At any stage, syphilis can infect the brain and spinal cord and become neurosyphilis. That can cause dementia-like symptoms, incontinence, tremors, blindness and hearing loss.

A visual guide on ocular syphilis symptoms by the Oklahoma State Department of Health.

To cut down on infections, health workers aim to diagnose and treat the infected, but they also aim to raise awareness about it within the community.

“The general public seems to think that syphilis quit existing many years ago,” Burton said. 

Spohn said although health providers aren’t mistaken about the existence of the disease, it might not be top of mind for them. So public health officials are working with partners in care facilities, too.

“We’re having to do a huge provider push to make sure that our emergency rooms, OBGYNs and our other providers are caught up on the medical presentation of syphilis and how to diagnose,” she said.

Terrainia Harris is the administrative program manager for the state’s Sexual Health and Harm Reduction Service. She told StateImpact in May there is another common barrier to diagnosis: stigma. It affects patients who might fear getting tested, but it can also affect providers too.

She says there’s a common story for patients who come in with symptoms and a ring on their finger.

“They ask to be tested for one of the (sexually transmitted) infections, and the physician or nurse or nurse practitioner would tell them, ‘Well, you’re married, you don’t need to worry about that,’ or, ‘You’re not in that population,'” she said. “So there’s still this kind of stigma of a difference between those people that get infections and those that don’t.”

COVID likely made this situation worse.

Ronneal Mathews is the director of community engagement for Thrive OKC, a nonprofit organization that advocates for access to sexual health services.

“I think we’re seeing a lot of the fallout from the COVID-19 pandemic, really,” Mathews said. “We’re looking at people who had a reduced frequency of in-person health care services and routine visits and screenings.”

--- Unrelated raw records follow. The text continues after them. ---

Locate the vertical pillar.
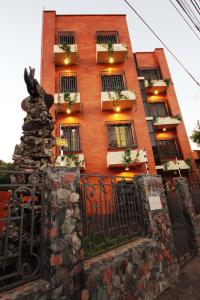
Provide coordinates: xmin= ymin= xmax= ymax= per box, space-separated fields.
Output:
xmin=174 ymin=177 xmax=200 ymax=254
xmin=136 ymin=175 xmax=180 ymax=292
xmin=43 ymin=167 xmax=83 ymax=300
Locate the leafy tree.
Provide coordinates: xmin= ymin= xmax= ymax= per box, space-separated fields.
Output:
xmin=190 ymin=122 xmax=200 ymax=146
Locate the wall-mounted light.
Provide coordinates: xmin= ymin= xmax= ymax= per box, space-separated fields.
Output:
xmin=109 ymin=56 xmax=114 ymax=64
xmin=66 ymin=108 xmax=72 ymax=114
xmin=115 ymin=106 xmax=121 ymax=112
xmin=64 ymin=57 xmax=69 ymax=65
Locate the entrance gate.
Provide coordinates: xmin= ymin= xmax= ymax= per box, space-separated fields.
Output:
xmin=165 ymin=182 xmax=195 ymax=265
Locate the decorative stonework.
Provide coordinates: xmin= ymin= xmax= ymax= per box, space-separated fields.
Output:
xmin=174 ymin=177 xmax=200 ymax=253
xmin=13 ymin=68 xmax=54 ymax=172
xmin=43 ymin=167 xmax=83 ymax=299
xmin=82 ymin=176 xmax=180 ymax=300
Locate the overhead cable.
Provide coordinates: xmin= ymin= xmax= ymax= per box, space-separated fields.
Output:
xmin=124 ymin=0 xmax=200 ymax=86
xmin=169 ymin=0 xmax=200 ymax=40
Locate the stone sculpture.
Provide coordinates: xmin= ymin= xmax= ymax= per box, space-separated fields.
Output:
xmin=13 ymin=67 xmax=54 ymax=172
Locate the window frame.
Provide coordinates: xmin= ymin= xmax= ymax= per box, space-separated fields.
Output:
xmin=56 ymin=30 xmax=76 ymax=45
xmin=59 ymin=123 xmax=82 ymax=154
xmin=105 ymin=120 xmax=137 ymax=150
xmin=99 ymin=70 xmax=128 ymax=92
xmin=95 ymin=30 xmax=120 ymax=44
xmin=148 ymin=100 xmax=170 ymax=118
xmin=58 ymin=72 xmax=79 ymax=94
xmin=139 ymin=67 xmax=163 ymax=80
xmin=156 ymin=137 xmax=183 ymax=161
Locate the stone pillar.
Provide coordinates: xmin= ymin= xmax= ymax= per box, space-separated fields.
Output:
xmin=174 ymin=177 xmax=200 ymax=254
xmin=136 ymin=175 xmax=180 ymax=292
xmin=43 ymin=167 xmax=83 ymax=300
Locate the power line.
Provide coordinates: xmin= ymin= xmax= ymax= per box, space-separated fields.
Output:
xmin=124 ymin=0 xmax=200 ymax=86
xmin=190 ymin=0 xmax=200 ymax=14
xmin=176 ymin=0 xmax=200 ymax=31
xmin=169 ymin=0 xmax=200 ymax=40
xmin=181 ymin=0 xmax=200 ymax=25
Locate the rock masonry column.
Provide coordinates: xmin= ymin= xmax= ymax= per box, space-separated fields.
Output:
xmin=174 ymin=177 xmax=200 ymax=254
xmin=136 ymin=175 xmax=180 ymax=293
xmin=43 ymin=167 xmax=83 ymax=300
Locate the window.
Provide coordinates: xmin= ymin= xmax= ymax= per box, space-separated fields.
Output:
xmin=107 ymin=123 xmax=134 ymax=148
xmin=139 ymin=68 xmax=162 ymax=80
xmin=101 ymin=74 xmax=126 ymax=92
xmin=148 ymin=102 xmax=169 ymax=117
xmin=96 ymin=31 xmax=118 ymax=44
xmin=61 ymin=125 xmax=81 ymax=152
xmin=157 ymin=139 xmax=181 ymax=159
xmin=60 ymin=75 xmax=77 ymax=93
xmin=58 ymin=31 xmax=75 ymax=45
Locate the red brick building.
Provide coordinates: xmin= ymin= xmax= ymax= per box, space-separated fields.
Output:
xmin=41 ymin=11 xmax=195 ymax=176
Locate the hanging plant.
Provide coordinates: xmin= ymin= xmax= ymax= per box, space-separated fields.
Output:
xmin=164 ymin=78 xmax=171 ymax=86
xmin=63 ymin=92 xmax=77 ymax=106
xmin=59 ymin=43 xmax=71 ymax=57
xmin=147 ymin=79 xmax=153 ymax=87
xmin=122 ymin=148 xmax=133 ymax=169
xmin=171 ymin=114 xmax=183 ymax=121
xmin=65 ymin=154 xmax=84 ymax=168
xmin=107 ymin=40 xmax=114 ymax=56
xmin=185 ymin=157 xmax=192 ymax=168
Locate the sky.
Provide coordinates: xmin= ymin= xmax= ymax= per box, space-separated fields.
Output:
xmin=0 ymin=0 xmax=200 ymax=162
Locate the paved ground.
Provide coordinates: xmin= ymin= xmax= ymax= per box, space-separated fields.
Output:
xmin=157 ymin=256 xmax=200 ymax=300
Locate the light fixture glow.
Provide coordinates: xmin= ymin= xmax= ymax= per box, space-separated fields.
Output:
xmin=109 ymin=57 xmax=114 ymax=64
xmin=64 ymin=57 xmax=69 ymax=65
xmin=115 ymin=106 xmax=121 ymax=112
xmin=66 ymin=108 xmax=72 ymax=114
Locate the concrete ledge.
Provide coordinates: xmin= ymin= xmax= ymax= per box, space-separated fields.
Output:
xmin=0 ymin=279 xmax=49 ymax=300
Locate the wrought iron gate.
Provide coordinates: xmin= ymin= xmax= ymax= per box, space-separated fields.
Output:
xmin=165 ymin=182 xmax=195 ymax=265
xmin=0 ymin=170 xmax=43 ymax=292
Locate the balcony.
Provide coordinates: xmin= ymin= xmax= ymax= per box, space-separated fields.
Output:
xmin=96 ymin=44 xmax=128 ymax=64
xmin=153 ymin=116 xmax=181 ymax=129
xmin=144 ymin=79 xmax=169 ymax=95
xmin=156 ymin=160 xmax=190 ymax=171
xmin=101 ymin=90 xmax=136 ymax=112
xmin=55 ymin=153 xmax=85 ymax=170
xmin=53 ymin=44 xmax=78 ymax=66
xmin=107 ymin=149 xmax=147 ymax=168
xmin=54 ymin=93 xmax=81 ymax=113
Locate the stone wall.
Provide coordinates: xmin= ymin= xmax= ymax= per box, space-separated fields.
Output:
xmin=174 ymin=177 xmax=200 ymax=254
xmin=82 ymin=176 xmax=180 ymax=300
xmin=44 ymin=167 xmax=83 ymax=300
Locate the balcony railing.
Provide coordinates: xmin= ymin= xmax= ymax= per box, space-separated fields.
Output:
xmin=148 ymin=102 xmax=169 ymax=117
xmin=53 ymin=44 xmax=78 ymax=66
xmin=145 ymin=79 xmax=169 ymax=95
xmin=107 ymin=149 xmax=147 ymax=168
xmin=96 ymin=44 xmax=128 ymax=64
xmin=54 ymin=93 xmax=81 ymax=113
xmin=154 ymin=116 xmax=181 ymax=129
xmin=157 ymin=140 xmax=182 ymax=160
xmin=101 ymin=90 xmax=136 ymax=112
xmin=55 ymin=153 xmax=85 ymax=170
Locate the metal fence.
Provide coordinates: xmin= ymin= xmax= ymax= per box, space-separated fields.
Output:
xmin=189 ymin=181 xmax=200 ymax=214
xmin=80 ymin=174 xmax=143 ymax=257
xmin=0 ymin=171 xmax=43 ymax=292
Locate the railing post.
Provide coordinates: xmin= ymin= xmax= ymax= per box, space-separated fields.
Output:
xmin=174 ymin=177 xmax=200 ymax=254
xmin=43 ymin=167 xmax=83 ymax=300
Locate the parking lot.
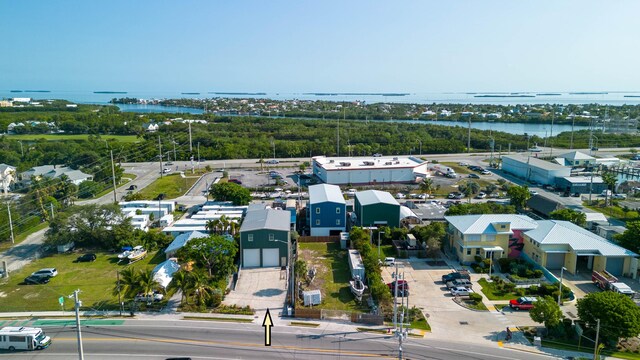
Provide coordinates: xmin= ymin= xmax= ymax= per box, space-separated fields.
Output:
xmin=382 ymin=259 xmax=537 ymax=341
xmin=223 ymin=268 xmax=287 ymax=313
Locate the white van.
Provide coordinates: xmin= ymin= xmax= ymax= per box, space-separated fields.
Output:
xmin=0 ymin=326 xmax=51 ymax=351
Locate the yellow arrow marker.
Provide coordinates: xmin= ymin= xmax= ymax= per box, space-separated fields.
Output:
xmin=262 ymin=309 xmax=273 ymax=346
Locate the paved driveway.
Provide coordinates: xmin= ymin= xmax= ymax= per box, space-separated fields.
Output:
xmin=223 ymin=268 xmax=287 ymax=314
xmin=382 ymin=259 xmax=535 ymax=342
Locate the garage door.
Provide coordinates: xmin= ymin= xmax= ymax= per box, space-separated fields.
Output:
xmin=607 ymin=257 xmax=624 ymax=276
xmin=262 ymin=249 xmax=280 ymax=267
xmin=546 ymin=254 xmax=564 ymax=270
xmin=242 ymin=249 xmax=260 ymax=267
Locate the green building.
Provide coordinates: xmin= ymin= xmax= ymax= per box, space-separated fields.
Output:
xmin=240 ymin=209 xmax=291 ymax=268
xmin=354 ymin=190 xmax=400 ymax=227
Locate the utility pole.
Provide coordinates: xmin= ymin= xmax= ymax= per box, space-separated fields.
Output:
xmin=171 ymin=136 xmax=178 ymax=161
xmin=7 ymin=203 xmax=16 ymax=244
xmin=467 ymin=116 xmax=471 ymax=153
xmin=593 ymin=319 xmax=600 ymax=360
xmin=189 ymin=121 xmax=193 ymax=153
xmin=69 ymin=290 xmax=84 ymax=360
xmin=158 ymin=135 xmax=162 ymax=179
xmin=111 ymin=150 xmax=118 ymax=204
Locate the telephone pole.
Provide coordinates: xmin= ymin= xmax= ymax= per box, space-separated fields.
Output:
xmin=158 ymin=135 xmax=162 ymax=179
xmin=7 ymin=203 xmax=16 ymax=244
xmin=73 ymin=289 xmax=84 ymax=360
xmin=111 ymin=150 xmax=118 ymax=204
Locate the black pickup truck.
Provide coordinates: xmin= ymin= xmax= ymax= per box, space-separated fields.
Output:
xmin=442 ymin=270 xmax=471 ymax=284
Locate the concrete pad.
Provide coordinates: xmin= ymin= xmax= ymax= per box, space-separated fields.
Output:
xmin=222 ymin=268 xmax=287 ymax=315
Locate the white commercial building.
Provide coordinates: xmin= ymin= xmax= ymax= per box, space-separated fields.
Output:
xmin=502 ymin=154 xmax=571 ymax=185
xmin=313 ymin=156 xmax=428 ymax=185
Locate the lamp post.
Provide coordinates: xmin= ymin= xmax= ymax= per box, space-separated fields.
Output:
xmin=558 ymin=266 xmax=567 ymax=306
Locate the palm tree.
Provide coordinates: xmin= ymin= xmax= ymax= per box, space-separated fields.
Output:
xmin=189 ymin=270 xmax=214 ymax=306
xmin=138 ymin=270 xmax=160 ymax=294
xmin=113 ymin=267 xmax=141 ymax=299
xmin=169 ymin=269 xmax=191 ymax=304
xmin=420 ymin=178 xmax=434 ymax=195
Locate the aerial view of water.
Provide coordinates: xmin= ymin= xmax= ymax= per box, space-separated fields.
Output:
xmin=0 ymin=89 xmax=640 ymax=137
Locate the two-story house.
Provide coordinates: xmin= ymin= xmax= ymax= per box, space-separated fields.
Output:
xmin=307 ymin=184 xmax=347 ymax=236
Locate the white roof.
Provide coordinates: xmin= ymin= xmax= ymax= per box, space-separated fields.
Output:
xmin=309 ymin=184 xmax=345 ymax=204
xmin=356 ymin=190 xmax=400 ymax=206
xmin=525 ymin=220 xmax=638 ymax=256
xmin=153 ymin=259 xmax=180 ymax=289
xmin=444 ymin=214 xmax=538 ymax=235
xmin=560 ymin=151 xmax=595 ymax=161
xmin=313 ymin=156 xmax=425 ymax=170
xmin=164 ymin=231 xmax=209 ymax=253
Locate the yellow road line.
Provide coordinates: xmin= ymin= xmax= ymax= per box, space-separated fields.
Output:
xmin=53 ymin=337 xmax=395 ymax=359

Mathews points out people who still seek care face obstacles, too. Early on in the pandemic, providers leaned heavily on telemedicine. Labs had supply and labor shortages – problems felt across most industries.

“People had a lot of lapses in health insurance coverage due to, you know, employment losses and things like that during the pandemic,” Mathews said.

So all of those issues likely worsened the trends, but Oklahoma was already trending high. Harris says on the state level, one infection in particular has been surging.

Babies are being born with syphilis.

“The congenital syphilis rates have been going up — pretty astronomically — for the last several years,” Mathews said. “Since 2017, there’s actually been a 657 per increase in congenital syphilis cases.”

She’s referencing CDC data, which showed in that time, Oklahoma went from 7 cases of congenital syphilis per year to 53.

Congenital syphilis can cause abnormalities in facial features, neurological damage, and skeletal deformities. It can also cause stillbirths. 

Oklahoma isn’t alone. The CDC reports nationwide, the rate of congenital syphilis nearly tripled from 2014 to 2018.

The CDC provides guidance on syphilis testing in pregnant people. But Ivonna Mims, the Sexual Health Nurse Manager for the Oklahoma State Department of Health, said while other states have passed legislation to require those screenings, Oklahoma hasn’t.

“There’s not been steps taken to mandate that third trimester and delivery screening in pregnant females,” Mims said. “And so therefore, it’s not getting done consistently.”